Wallace asked how she would respond to people who tell her, "They're lovely ideas; they're just too expensive."

"Let's take one idea," Gillibrand said. "Let's just take what the Green New Deal is. Global climate change, severe weather is the greatest threat to humanity we have.

"Scientists have just reached the conclusion that it's happening far quicker than we know. And what New Yorkers know and what people all across this country know is when severe weather hits, people die. It destroys communities. Did you see Staten Island after 9/11, communities destroyed, homes destroyed, families lost--"

"What about the trillions of dollars?" Wallace interrupted.

"But let's talk about it first -- just a second," Gillibrand continued. "So when John F. Kennedy was president, he said, let's put a man on the moon in the next 10 years, not because it's easy, but because it's hard. It'll be a measure of our innovation, our entrepreneurialism, our excellence.

"Why not say to the American people, global climate change is not only real, but the urgency of this moment requires a call to action to all of America's engineers, all of our entrepreneurs, all of our innovators to say, let's solve the problem together, let's, over the next 10 years, do three things."

Gillibrand called for investment in green energy, specifying "wind, solar, geothermal, hydropower, nuclear, bio fuels."

"Listen, we were the inventors of solar power and wind. We let that manufacturing go to China, because we didn't guarantee the tax benefits to make it work here. So why not make a commitment, not only to these new energies, but to the job training."

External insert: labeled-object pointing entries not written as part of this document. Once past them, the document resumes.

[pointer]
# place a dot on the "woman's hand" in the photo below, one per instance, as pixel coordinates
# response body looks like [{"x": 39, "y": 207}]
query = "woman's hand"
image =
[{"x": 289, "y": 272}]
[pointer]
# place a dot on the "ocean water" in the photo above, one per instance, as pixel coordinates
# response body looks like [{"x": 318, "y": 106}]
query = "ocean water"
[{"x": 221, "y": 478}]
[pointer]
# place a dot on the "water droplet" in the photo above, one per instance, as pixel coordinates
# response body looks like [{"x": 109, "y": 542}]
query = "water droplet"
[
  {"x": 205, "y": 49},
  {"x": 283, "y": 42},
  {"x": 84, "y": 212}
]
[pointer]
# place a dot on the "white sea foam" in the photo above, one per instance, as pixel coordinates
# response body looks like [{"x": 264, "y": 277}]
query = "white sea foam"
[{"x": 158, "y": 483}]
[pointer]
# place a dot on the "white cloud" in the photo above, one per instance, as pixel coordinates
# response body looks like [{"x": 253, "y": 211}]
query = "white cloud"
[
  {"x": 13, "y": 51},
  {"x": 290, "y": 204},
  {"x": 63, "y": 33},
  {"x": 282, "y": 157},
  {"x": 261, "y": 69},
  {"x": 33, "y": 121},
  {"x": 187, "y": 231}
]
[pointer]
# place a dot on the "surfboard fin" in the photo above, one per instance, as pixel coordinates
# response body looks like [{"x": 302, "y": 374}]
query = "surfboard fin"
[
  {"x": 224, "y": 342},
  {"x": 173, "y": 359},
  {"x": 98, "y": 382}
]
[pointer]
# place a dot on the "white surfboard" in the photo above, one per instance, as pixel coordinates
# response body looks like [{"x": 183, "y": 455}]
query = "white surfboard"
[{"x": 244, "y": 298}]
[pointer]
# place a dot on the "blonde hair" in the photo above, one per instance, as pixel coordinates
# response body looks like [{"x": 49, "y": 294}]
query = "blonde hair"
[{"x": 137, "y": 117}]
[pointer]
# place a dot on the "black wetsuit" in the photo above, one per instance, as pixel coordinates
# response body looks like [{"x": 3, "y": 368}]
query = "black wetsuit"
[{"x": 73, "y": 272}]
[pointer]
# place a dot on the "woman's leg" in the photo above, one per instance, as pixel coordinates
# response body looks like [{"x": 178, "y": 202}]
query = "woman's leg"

She also called for investments in infrastructure:

"We believe we should rebuild America so it's more efficient, more mass transit, more high speed rail. And last, clean air and clean water -- all of us agree no child should have to drink water out of a faucet that's tainted."

"It's an ambition for the future that we should all get behind," she added.

Gillibrand never answered the question about how to pay for it all, and Wallace changed the subject.